I spent about 4-6 months last year trying to get a loan for debt consolidation through the usual routes and even though I still have a good credit rating, no banks or lending institutions were interested.  Even Lending Tree didn’t respond and they have that 24 – 48 hour guarantee.

I know from experience that if I have fewer payments per month, it is easier for me to pay everything off, but if I have to stretch my dollars to cover too many debtors then nothing will get payed off.  However, no one was lending.  Then when I tried to alleviate my pain through home refinance, well, we know that had problems due to the fact that my home lost value; the bank wanted me to give them about $15K to pay down the house to 95% — if I had $15K, I wouldn’t need to refinance, right?

So, after a lot of soul searching, sleepless tossing and turning, stomach acid churning, I talked to my father about what happened with the home refinance and with the bills last year and how things got behind.  Despite the fact that I outlined how my income increased minimally in 3 years and my basic expenses including property taxes and escrow plus the addition of a loan for the new furnace and a loan for the new car had grown exponentially and not in proportion to my income, my father gave me a lecture about learning to live within my means.

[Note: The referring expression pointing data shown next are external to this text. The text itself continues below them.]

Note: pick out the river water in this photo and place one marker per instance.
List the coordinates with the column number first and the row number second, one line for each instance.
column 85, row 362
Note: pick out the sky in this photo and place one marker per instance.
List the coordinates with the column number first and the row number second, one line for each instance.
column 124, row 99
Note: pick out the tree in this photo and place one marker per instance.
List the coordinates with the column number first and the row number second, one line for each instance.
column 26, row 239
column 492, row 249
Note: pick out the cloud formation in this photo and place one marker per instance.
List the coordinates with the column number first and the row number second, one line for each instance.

However, with the lecture also comes a loan for the money to pay down the house to refinance and also money to pay off a credit card and my Time Share loan.  This parental loan is a long-term low interest loan, but as I know from experience it comes with extra terms that usual loans don’t have.  For example, I recently admired something and wistfully said that it was something I’d like to have one day and my father replied, “Does that fit into your new budget?”  Now, I didn’t even plan on buying whatever it was; heck, I didn’t even add it to my Things I Want wishlist, which I use to keep track of things I really want.  Already the mental anguish part of the payments has begun.

So, the good news is that my house payments will be $400 lower starting April 1rst.  Plus, I’ve consolidated about $10K with that $15K my parents loaned me; so I’ll be making fewer payments that are less money, which will allow me to rely less on credit each month.  I actually opened a second checking account and I will keep paying all of my bills out of my current one and will use the new one to buy groceries, pay for the monthly household things, and spend on whatever the variable monthly expenses are; thus, the original account should always have the amount needed to pay the bills for the month at the beginning of the month and the new account gets what’s left over.  I think this will actually make budgeting easier since I have such a hard time dividing things up into categories.